La società Applausi invece ha organizzato l’edizione di qualche giorno fa, con l’affidamento dell’evento da parte del Comune per la cifra di 8500 euro. Un evento ri-programmato in poco tempo con difficoltà oggettive di cambio data e di nuova organizzazione logistica, il tempo non favorevole ha influito sulla poca affluenza di visitatori.
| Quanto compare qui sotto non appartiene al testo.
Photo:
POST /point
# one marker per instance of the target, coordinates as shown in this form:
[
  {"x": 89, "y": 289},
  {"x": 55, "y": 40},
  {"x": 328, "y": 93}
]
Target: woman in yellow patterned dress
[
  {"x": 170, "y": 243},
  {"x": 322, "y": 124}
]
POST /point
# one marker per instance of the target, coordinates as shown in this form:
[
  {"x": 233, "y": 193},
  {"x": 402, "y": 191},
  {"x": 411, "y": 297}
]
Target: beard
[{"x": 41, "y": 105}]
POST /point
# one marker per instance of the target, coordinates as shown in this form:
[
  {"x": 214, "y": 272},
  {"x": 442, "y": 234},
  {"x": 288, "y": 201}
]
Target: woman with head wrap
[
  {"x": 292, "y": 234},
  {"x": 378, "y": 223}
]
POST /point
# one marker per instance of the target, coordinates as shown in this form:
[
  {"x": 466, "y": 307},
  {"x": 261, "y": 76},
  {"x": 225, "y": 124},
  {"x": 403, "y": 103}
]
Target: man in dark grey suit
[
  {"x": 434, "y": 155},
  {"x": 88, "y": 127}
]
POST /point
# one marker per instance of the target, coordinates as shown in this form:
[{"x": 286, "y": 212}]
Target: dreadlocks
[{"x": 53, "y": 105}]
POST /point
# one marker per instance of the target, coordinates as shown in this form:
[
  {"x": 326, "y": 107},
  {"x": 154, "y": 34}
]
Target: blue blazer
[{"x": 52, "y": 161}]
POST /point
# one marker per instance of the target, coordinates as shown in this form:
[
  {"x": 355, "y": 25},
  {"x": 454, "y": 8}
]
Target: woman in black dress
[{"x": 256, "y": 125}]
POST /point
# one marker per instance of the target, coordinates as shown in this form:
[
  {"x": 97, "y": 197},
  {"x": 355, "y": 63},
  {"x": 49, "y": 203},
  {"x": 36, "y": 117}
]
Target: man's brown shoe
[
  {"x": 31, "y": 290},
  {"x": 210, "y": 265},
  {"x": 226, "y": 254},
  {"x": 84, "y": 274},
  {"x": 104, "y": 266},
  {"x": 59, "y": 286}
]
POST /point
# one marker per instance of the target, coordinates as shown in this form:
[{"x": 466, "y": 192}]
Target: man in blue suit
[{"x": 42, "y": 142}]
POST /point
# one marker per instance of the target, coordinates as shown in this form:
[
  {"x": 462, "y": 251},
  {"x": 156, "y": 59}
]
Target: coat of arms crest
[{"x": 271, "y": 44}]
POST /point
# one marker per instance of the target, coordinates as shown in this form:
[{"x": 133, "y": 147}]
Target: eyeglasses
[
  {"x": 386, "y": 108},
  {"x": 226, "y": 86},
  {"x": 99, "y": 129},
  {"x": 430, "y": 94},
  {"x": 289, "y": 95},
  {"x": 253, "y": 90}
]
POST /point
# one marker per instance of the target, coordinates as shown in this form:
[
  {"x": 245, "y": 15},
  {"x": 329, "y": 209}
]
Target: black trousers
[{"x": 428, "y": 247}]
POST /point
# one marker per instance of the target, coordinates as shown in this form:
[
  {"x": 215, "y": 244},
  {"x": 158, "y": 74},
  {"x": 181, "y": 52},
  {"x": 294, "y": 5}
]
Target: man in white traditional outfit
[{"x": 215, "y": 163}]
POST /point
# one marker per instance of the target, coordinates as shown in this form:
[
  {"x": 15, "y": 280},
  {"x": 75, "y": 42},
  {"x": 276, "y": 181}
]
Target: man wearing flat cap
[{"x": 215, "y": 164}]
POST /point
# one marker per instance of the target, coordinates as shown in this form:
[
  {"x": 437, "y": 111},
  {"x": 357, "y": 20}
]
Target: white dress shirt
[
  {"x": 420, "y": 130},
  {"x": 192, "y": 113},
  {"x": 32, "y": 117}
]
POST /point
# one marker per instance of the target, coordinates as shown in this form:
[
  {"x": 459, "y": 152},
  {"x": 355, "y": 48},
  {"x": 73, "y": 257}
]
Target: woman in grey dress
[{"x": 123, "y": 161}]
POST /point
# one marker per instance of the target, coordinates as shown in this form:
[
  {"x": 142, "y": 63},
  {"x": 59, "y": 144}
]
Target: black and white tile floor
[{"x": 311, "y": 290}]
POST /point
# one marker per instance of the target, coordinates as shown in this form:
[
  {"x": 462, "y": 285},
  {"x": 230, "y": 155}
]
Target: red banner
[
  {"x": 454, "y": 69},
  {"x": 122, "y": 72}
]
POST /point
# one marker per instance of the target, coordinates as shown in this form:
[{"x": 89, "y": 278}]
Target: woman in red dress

Però ad altre persone è piaciuto e il sindaco racconta un’altra verità: «Prentzas Apertas, evento morto da un decennio, è stato quest'anno vivo e aperto, standisti e volontari hanno lavorato per giorni. Gli operatori economici locali e degli altri comuni hanno lavorato bene come pure gli esercizi pubblici. Sono arrivati 3 pullman pieni di turisti. L’intrattenimento è stato ottimo, i volontari hanno gestito la distribuzione di una vitella per auto-finanziarsi per il Carnevale e la festa di Santa Maria. L'oleificio ha fatto le bruschette come da tradizione. La sicurezza è stata impeccabile, gli amministratori ci hanno messo la faccia e sono persone abituate a lavorare, mentre chi fa becera satira senza mettersi in gioco comunque si è goduto la festa mangiando, bevendo e ridendo fino a tarda notte».